The evaluation is reported Design/Experiment/Report
A = 10, B+ = 8, B = 6 Max total AAA = 30
Summary
I am happy with all projects. They exceed my expectation. Many
ideas are well thought of and the experiments are well done. The
results are illuminating. Please send your report in machine readable
form (PS or PDF are good for browsing, .doc is also acceptable) (email
me or drop the disk at my office) I will post them on the course page for
a limited time so that you can learn from your friends' work. (note
the ordering of the reports is random)
Matinee : Direct microprogram AAA
report
Sunee : Improved microprogram to increase the speed.
AAA report
Yodthong : VLIW. AAB+
report
Timaporn : two-level microprogram for s2.
AAA report
Shisanu : dynamic scheduling. AAA
report
Tanom : Pipelined DLX BBA report
Supaporn : Improve S2 ISA by combining the frequently
used instruction. BAA report
Netnapa : Improve S2 addressing mode.
AAA report
Benjaporn : Add new instruction to S2
B+B+A report
Chaiwat : Branch prediction AAA
report
Prapon : Include Tomasulo into S2
AAA report
Chatchawit : Redundant interleaved memory
AAA report
Matinee : Direct microprogram AAA
Design: the design of microprogram adding extra fields for register
numbers and constant.
Experiment: Using bubble-sort program, convert high-level language
into assembly and then write the direct microprogram (it is at Register
Transfer Level). the number of clock is calculated by hand.

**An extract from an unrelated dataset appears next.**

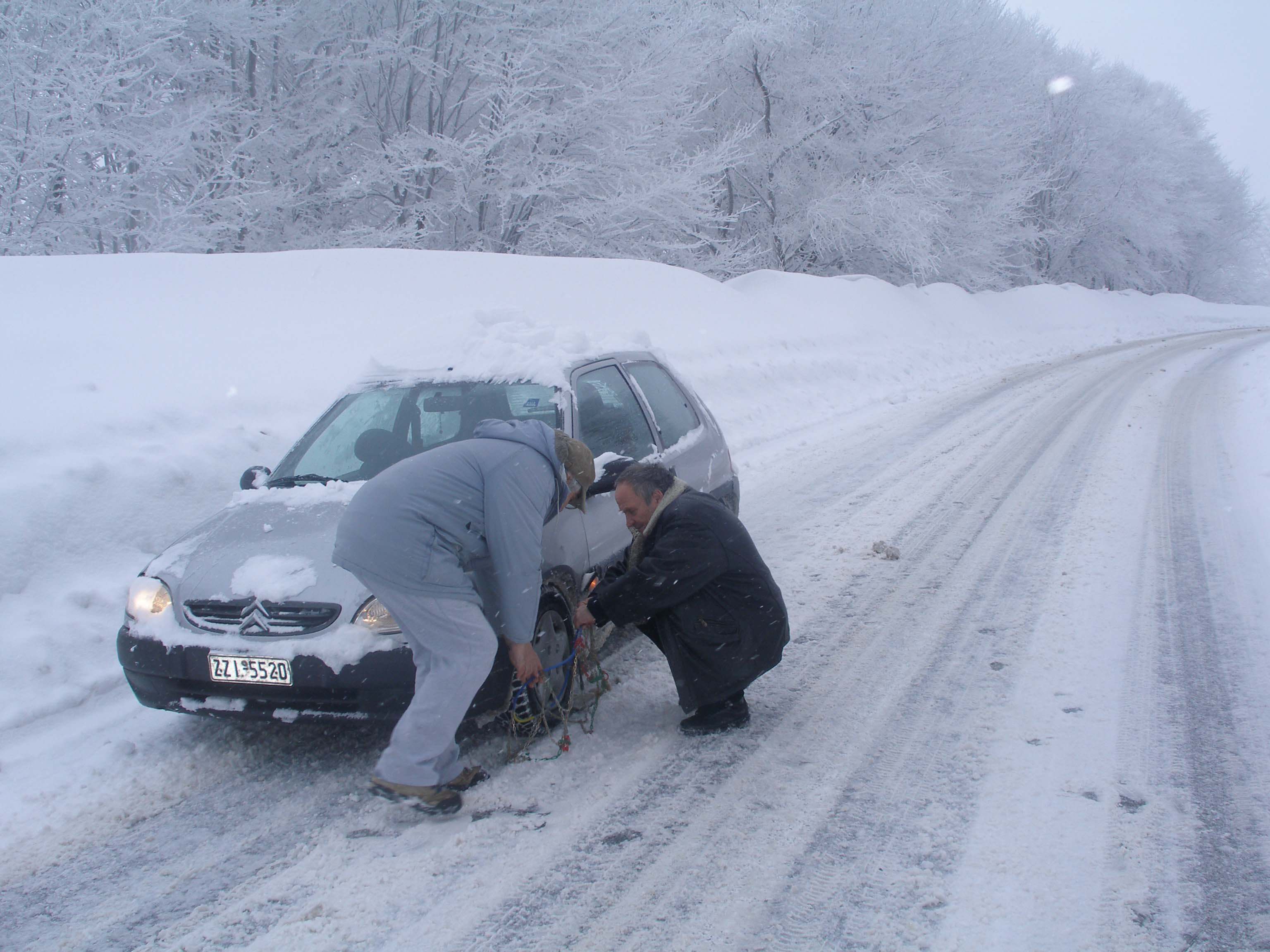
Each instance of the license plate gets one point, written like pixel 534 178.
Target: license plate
pixel 249 671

Result: Reduce 1401 clocks to 403 clocks (speed
up 3.48). Impressive result.
Comment: you misscalculate the number of instruction when you
do CPI. the number of instruction is the "dynamic" count, i.e. counting
the instructions that are executed, not the "static" count (counting from
the program). You can recognise this anomaly easily from the CPI
that you got(42). The CPI can not be that high, usually you will
get between 4-8 on the machine in our class.
Sunee : Improved microprogram to increase the speed.
AAA
Design: pipeline microprogram, (overlap fetch and execution).
Must modify register read-write in one cycle and separate data and address
bus in data path to allow concurrent operations.
Experiment: Run seven benchmarks, use RZ compiler assembler
and modified simulator to collect all statistics.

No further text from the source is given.